I feel the shame creep up my spine from the look my mother is giving me. She knows very well how to make me feel like the most ungrateful daughter to ever exist. However, that is not the worst thing about my current situation.

It is a few days after my meeting with Alfred -that thankfully, mother learned nothing about- waiting for King Ecbert to make a decision. It is in his hands to foresee my future in court and my relationship with Alfred, given the events that transpired and lead to this development. This is, as well, the first time since the discussion that I lay my eyes on the Prince. From what I could gather from my mother's news, his wedding with Princess Elsewith is looming. Even the small part of me expected him to propose to me after the scandal is gone. If he was not royalty, it would have been required for him to marry me after taking my virtue. But because we are who we are, his plans of royal marriage were only briefly interrupted by the scandal. Furthermore, no one seems to blame him for what happened. I try not to let negative thoughts consume me, but I can not help the resentment from the injustice of it all. Nanny Mary claims that despite my frivolous attitude, I knew what I was getting in myself into, and she is right. I was aware that if people were to find our secret, the hate would be directed only towards me, yet I let it happen. And yet, some twisted part of me does not regret it. I can not imagine myself taking another decision. Yes, I am aware that I have become a pariah for the rest of my life. I will never get a chance to wed because the only man who would want me is about to marry someone else. Yet, the only feeling I can muster is anger towards the unfairness. I am mad at Alfred for denying me, at my mother for being disappointed, at the King for not having my back, at Princess Elsewith for taking Alfred, at the court for getting involved in other people's business, and at the whole society for demanding women to stick to these rules.

"What do you think, Lady Leofflaed?" King Ecberth asks after a moment of silence.

Given that Alfred cannot marry me, I am a loose end that needs to be fixed.

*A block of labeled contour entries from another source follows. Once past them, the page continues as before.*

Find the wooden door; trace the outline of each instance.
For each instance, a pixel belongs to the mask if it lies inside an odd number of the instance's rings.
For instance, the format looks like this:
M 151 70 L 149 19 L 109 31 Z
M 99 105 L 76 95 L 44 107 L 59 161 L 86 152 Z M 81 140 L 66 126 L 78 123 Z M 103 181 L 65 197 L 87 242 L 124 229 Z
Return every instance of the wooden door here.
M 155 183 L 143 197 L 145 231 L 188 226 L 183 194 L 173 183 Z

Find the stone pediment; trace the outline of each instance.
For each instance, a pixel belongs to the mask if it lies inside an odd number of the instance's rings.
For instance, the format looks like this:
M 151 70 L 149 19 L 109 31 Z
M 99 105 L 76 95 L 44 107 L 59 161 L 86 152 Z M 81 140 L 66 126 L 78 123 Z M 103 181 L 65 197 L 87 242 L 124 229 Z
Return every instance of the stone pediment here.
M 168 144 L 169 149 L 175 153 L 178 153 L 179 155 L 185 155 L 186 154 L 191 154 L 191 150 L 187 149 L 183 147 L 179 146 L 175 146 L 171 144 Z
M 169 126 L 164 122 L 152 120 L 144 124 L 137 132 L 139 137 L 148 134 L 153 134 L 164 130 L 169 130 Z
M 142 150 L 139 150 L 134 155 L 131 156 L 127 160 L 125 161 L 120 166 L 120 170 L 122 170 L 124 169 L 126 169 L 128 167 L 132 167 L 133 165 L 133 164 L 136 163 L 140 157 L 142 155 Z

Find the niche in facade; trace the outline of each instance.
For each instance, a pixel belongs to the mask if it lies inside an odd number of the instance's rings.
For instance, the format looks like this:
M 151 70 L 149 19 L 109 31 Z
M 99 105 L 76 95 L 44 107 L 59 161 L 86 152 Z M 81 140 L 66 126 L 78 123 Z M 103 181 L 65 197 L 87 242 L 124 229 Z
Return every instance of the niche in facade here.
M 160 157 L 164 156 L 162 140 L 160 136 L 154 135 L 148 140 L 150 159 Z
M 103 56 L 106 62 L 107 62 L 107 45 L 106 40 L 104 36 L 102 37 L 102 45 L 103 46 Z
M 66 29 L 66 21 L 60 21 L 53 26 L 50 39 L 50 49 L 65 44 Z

It is well within our family rights to demand something to be done about my current predicament. The King took time to ponder and decide, and he just did. He has given me a choice for my future, one that I never saw myself taking. In order to make -or at least try to- everything right, I am either to go to a nunnery on the outskirts of the kingdom or become Alfred's mistress. The smile on my lover's face shows his favoritism for this last option, it is an obvious clue of what he expects me to do. Nevertheless, being someone's mistress is not something I ever wanted for myself. It is not a favorable position to be in. In court, a mistress is nothing but a glorified whore. In hindsight, this option would allow me to be closer to Alfred without having to hide. We could even have children and grow old together, but it all would be tainted by the disapproval of society. Not to mention, I would have to withstand being on the sidelines as I look at the relationship between my lover and the princess flourish. Of course, they would have to have children as well, and even share some kind of bond between them. He promised not to love her, but, would he be able to fulfill that? Would we be able to resist the court's rejection? Will I be able to watch them share moments together that I always thought Alfred would share with me? My bleeding heart tells me that I would not, that if I accept that option, I am going to crash and burn. And soon enough, there would be nothing left of the woman I am.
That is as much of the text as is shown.